To widen the use of gas, India has pushed for private and state-run companies to expand pipeline infrastructure for city-gas distribution networks across the country, making it the fastest growing segment in the past few years.

But connecting coastal LNG terminals to downstream customers by pipelines has been a recurring issue, with delays in securing pipeline routes and local approvals repeatedly hindering fresh LNG import options.

“Some optimal combination of infrastructure network expansion will be needed, as at the moment infrastructure is heavily skewed towards the industrial markets in the west and northwest of the country,” said Anupama Sen, senior research fellow at the Oxford Institute for Energy Studies.

“The increase [in demand] could be capped if the infrastructure expansion to open new markets in the country does not keep pace,” Sen added.

Highlighting the lack of pipeline access in India, some 60% of gas pipeline and distribution infrastructure is located in the western and northern regions.

As a result, 79% of the natural gas used in India is restricted to a handful of India’s 29 states: Gujarat; Maharashtra; Delhi; Uttar Pradesh; Haryana; and Rajasthan.
Lack of tax is biggest hurdle

LNG can be transported in tank containers via inland waterways, coastal shipping, trucks and railway. But the transportation of LNG tank containers by waterways is non-existent in India, said a source from state-owned gas grid operator GAIL.

And India has no rail set up for carrying LNG, and virtually no system of transporting LNG via trucks, partly due to poor roads.

But the biggest hurdle to LNG trucking is the lack of a unified nationwide goods and services tax (GST) rate on LNG shipments.

Sellers now face a confusing mixture of state tax rates between 0% and 25%, making interstate trucking more time-consuming and less profitable.

The Indian Ministry of Road Transport and Highways reported the transportation time for shipment of goods that were included into a nationwide GST scheme that came into effect in 2017 fell by 20%.
Overarching ambitions

Despite these hurdles, LNG developments in India are expected this year.

India’s spot LNG demand is likely to increase following the commissioning of the three new import projects and the start-up of a new pipeline connecting Petronet’s Kochi LNG terminal to the main demand centres.

The Ennore, Mundra LNG and H-Energy FSRU project near Mumbai are all expected to be supplied from the spot market.

State-owned Indian Oil has no underlying supply contract for its Ennore LNG facility on the east coast of the country.

The project is likely to be supplied through a series of short and mid-term tenders once starting full commercial operations later this year.

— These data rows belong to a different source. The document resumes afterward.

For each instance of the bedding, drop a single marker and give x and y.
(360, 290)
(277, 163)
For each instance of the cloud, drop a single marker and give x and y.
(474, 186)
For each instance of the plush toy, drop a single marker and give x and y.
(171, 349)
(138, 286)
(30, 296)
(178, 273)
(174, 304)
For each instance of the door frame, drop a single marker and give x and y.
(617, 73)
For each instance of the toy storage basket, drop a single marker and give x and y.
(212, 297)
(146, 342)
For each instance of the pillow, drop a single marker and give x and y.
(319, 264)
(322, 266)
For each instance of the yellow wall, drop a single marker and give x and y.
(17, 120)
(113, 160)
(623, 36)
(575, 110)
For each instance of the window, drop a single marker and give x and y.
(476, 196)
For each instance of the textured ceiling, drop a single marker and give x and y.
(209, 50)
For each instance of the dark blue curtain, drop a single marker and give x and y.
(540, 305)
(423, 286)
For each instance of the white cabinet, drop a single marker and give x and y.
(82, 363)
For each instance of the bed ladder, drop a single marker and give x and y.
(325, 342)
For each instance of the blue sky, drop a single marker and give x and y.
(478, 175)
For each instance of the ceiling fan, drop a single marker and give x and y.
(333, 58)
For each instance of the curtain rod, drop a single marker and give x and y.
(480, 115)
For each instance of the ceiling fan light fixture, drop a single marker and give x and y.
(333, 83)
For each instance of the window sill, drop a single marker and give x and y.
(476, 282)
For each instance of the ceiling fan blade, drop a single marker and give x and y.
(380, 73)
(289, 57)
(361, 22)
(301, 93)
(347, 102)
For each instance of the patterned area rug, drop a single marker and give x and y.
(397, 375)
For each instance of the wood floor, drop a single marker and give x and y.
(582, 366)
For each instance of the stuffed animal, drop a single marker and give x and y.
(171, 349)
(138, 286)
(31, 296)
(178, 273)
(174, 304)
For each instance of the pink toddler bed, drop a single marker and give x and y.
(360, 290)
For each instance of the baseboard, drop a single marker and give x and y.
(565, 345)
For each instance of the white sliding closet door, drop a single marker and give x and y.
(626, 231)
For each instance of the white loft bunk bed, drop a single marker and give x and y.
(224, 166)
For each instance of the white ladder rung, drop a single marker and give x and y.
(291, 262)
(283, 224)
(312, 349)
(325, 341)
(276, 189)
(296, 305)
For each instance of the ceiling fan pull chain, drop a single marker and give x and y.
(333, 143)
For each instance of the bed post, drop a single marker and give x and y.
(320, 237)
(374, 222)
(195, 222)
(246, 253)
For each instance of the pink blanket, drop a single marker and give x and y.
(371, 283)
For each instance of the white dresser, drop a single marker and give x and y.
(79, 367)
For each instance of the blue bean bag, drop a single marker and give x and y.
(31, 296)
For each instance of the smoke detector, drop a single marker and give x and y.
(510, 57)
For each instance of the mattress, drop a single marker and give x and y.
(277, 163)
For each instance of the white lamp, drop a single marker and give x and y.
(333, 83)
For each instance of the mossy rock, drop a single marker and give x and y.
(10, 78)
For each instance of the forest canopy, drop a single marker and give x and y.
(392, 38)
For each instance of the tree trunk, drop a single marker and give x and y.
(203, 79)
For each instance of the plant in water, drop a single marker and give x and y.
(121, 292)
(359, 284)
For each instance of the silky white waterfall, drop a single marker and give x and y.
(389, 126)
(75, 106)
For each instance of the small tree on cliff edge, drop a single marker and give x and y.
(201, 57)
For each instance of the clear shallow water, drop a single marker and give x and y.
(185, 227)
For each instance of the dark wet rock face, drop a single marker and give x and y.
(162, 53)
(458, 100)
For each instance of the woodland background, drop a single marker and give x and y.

The Mundra LNG project, promoted by the Adani Group, is also likely to be supplied on the basis of short-term volumes.

The facility currently lacks pipeline connections with the main centres of demand. But a connecting pipeline, built by state-owned GSPC, is likely to come onstream at some point later this year.

In addition, Adani is currently in discussions with several suppliers about short-term options for the Indian market.

On top of that, Independent H-Energy is also looking for supplies in addition to the mid-term contract signed with Malaysia’s state-owned PETRONAS.

But the company is yet to aggregate sufficient downstream supply to justify significant new commitments in terms of LNG supplies.

Adani’s total demand will depend on the attractiveness of LNG against competing fuels, such as naphtha and fuel oil.

Any significant fall in crude oil prices could render LNG less attractive.

These projects and dynamics feed into the country’s overall ambition. But the difference between the two obvious major potential LNG growth markets - India and China - is clear, with the latter having a more coordinated approach to infrastructure development and with more momentum on domestic market evolution.

India, already the world’s fourth largest importer of LNG, is aiming to have natural gas account for about 15% of energy demand by 2030 from around 6% now.

New Delhi is also in discussions on setting up India’s first gas trading exchange, but there is no indications of a timeline.

The pace of these developments clearly hinges on the country’s ability to overcome the significant challenges it faces.